On Tuesday, February 18, 2020, Ruth & I had our last plane ride before the travel door shut completely and we were restricted to our home. The Southwest flight to St. Louis filled completely except for 2 seats. The middle seat between Ruth & me was still unoccupied, and we were about to congratulate each other when 2 women rushed onto the plane and took the last 2 seats. Ruth struck up a conversation with her seat mate almost immediately and complimented her hair. She was Black and her do had been woven with much effort into neat rows. The flight attendant came by to take drink orders, and Ruth had an extra drink coupon. She offered it to the woman, who accepted it. “Why are you going to St. Louis?” Ruth asked, and the woman quite candidly said she had just gotten out of prison and was on her way to New Orleans for Mardi Gras. She and her friend in the other middle seat were celebrating her release. I gave her some ideas about things to do in New Orleans while wondering why she was in prison and if that experience made travel more difficult. We never found out why she did time, but my curiosity caused me to do some research.I learned that flying somewhere after just getting out of prison is not a problem for most countries. Most of them don’t restrict entry unless the man or woman lies to the person who might be admitting them. Having been in prison is usually not an issue.

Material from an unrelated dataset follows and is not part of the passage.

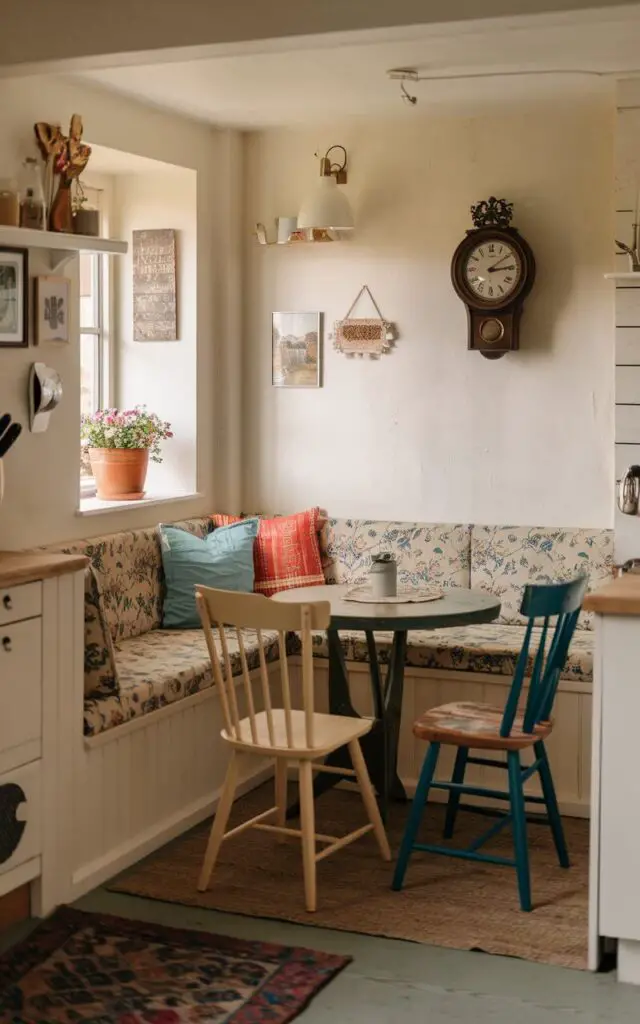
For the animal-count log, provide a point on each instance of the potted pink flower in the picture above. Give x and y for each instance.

The woman seated next to Ruth was just flying to Louisiana via Missouri, so her recent prison time was clearly not an impediment. She was really looking forward to partying in The Big Easy. If a person in her situation is attempting to visit a foreign country, however, information about their immigration policy should be available on a website. Lying is the surest way to get rejected. To enter North America from, say, Brazil, the amount and type of criminal behavior resulting in prison and the length of time since one’s last conviction and imprisonment differs from country to country, which may be factors in entry or refusal. To come into the Unites States from, say, Egypt, might be a problem even if a criminal conviction occurred many years ago. A recent imprisonment can cause entry restriction in some destinations, so being honest is essential to avoid permanent refusal to enter. Those on probation or parole must be aware of and follow court rules religiously.
The USA is usually very strict when it comes to entry from another country for persons with any kind of criminal record. Those who served time for crimes involving immorality may find themselves permanently ineligible for entry, and those with a felony conviction are in an even worse situation. Entry or no entry may depend on an interpretation of the laws violated by the person who has the potential to admit him or her into the country. Even Canada’s policy regarding those with a criminal record is strict. Even minor convictions might make one’s entry impossible without evidence of rehabilitation being submitted.
Bottom line. If you want to travel, stay out of trouble.